3D Cartoon Face Generation with Controllable Expressions from a Single GAN Image
This addresses the problem of creating expressive 3D avatars for applications like gaming or virtual reality, but it is incremental as it builds on existing StyleGAN techniques.
The paper tackles generating 3D cartoon face shapes from single 2D GAN-generated human faces without 3D supervision, enabling controllable facial expressions, and validates the method on three cartoon datasets with qualitative and quantitative results.
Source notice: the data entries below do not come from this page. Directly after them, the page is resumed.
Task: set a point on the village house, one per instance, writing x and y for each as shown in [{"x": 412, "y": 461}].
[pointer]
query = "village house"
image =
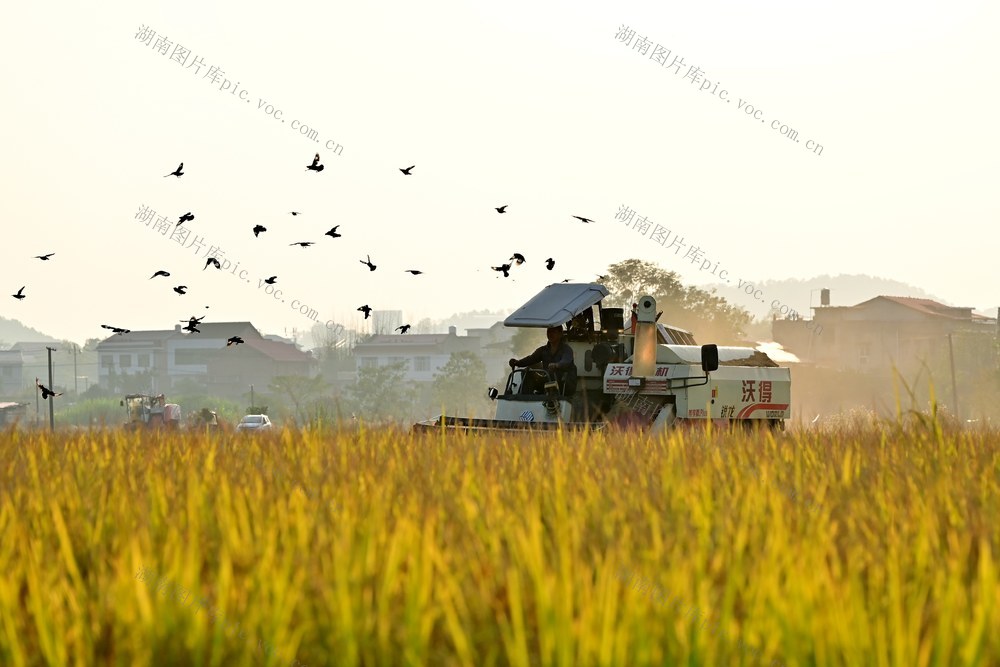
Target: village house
[
  {"x": 882, "y": 333},
  {"x": 166, "y": 357}
]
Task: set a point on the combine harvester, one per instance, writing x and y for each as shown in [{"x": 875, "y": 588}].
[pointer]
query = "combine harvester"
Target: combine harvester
[{"x": 656, "y": 377}]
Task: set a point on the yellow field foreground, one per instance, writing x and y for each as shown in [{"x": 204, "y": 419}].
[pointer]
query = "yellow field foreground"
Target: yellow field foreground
[{"x": 377, "y": 547}]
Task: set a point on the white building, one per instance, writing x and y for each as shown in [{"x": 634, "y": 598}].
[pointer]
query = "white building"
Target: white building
[{"x": 424, "y": 354}]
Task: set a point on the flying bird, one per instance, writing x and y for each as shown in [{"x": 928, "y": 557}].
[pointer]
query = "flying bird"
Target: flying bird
[
  {"x": 46, "y": 392},
  {"x": 192, "y": 324},
  {"x": 316, "y": 166}
]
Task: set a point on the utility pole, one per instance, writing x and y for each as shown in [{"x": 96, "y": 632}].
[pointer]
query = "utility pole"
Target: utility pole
[
  {"x": 76, "y": 387},
  {"x": 954, "y": 385},
  {"x": 52, "y": 399}
]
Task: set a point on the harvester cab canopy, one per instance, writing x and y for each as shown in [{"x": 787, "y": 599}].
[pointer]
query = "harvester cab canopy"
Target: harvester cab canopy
[{"x": 556, "y": 304}]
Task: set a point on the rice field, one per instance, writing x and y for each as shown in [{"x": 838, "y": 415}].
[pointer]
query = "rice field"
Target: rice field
[{"x": 856, "y": 546}]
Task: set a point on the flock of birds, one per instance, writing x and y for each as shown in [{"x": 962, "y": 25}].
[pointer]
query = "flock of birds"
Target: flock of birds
[{"x": 191, "y": 325}]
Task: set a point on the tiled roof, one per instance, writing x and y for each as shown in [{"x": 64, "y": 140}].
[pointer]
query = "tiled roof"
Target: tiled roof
[
  {"x": 926, "y": 306},
  {"x": 277, "y": 350},
  {"x": 406, "y": 340}
]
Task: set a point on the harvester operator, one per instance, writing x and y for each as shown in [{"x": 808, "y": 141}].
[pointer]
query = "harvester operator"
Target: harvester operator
[{"x": 557, "y": 357}]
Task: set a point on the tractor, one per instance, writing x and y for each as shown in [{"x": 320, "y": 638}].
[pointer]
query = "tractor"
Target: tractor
[{"x": 145, "y": 411}]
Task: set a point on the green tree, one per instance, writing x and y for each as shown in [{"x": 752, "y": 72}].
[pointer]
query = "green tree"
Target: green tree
[
  {"x": 709, "y": 317},
  {"x": 460, "y": 385},
  {"x": 300, "y": 390},
  {"x": 381, "y": 393}
]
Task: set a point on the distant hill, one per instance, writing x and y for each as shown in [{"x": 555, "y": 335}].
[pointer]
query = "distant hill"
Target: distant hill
[
  {"x": 12, "y": 331},
  {"x": 845, "y": 290}
]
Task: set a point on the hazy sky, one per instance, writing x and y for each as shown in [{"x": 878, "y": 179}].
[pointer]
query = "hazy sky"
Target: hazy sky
[{"x": 534, "y": 105}]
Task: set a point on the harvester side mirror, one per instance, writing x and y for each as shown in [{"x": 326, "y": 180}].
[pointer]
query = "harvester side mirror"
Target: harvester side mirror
[{"x": 709, "y": 358}]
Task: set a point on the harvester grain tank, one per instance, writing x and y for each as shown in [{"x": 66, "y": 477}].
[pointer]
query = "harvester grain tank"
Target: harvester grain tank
[{"x": 657, "y": 377}]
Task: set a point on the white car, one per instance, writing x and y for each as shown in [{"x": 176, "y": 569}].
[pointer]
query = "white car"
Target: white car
[{"x": 254, "y": 423}]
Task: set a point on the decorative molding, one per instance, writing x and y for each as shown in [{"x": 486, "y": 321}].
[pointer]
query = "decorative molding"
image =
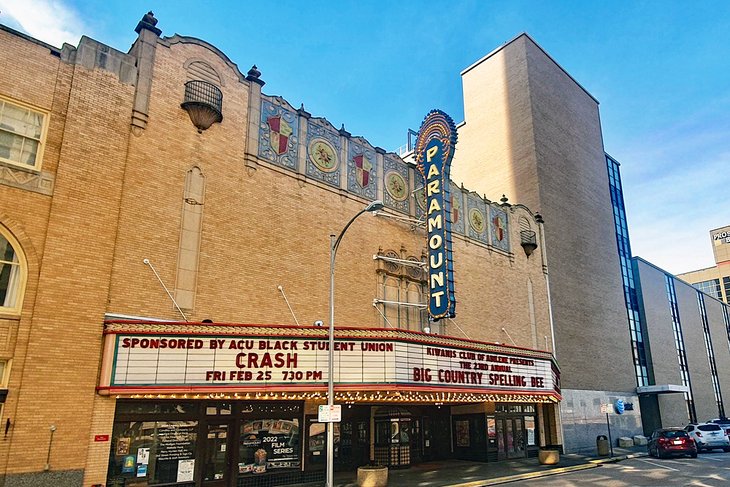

In this paper, we investigate an open research task of generating 3D cartoon face shapes from single 2D GAN generated human faces and without 3D supervision, where we can also manipulate the facial expressions of the 3D shapes. To this end, we discover the semantic meanings of StyleGAN latent space, such that we are able to produce face images of various expressions, poses, and lighting conditions by controlling the latent codes. Specifically, we first finetune the pretrained StyleGAN face model on the cartoon datasets. By feeding the same latent codes to face and cartoon generation models, we aim to realize the translation from 2D human face images to cartoon styled avatars. We then discover semantic directions of the GAN latent space, in an attempt to change the facial expressions while preserving the original identity. As we do not have any 3D annotations for cartoon faces, we manipulate the latent codes to generate images with different poses and lighting conditions, such that we can reconstruct the 3D cartoon face shapes. We validate the efficacy of our method on three cartoon datasets qualitatively and quantitatively.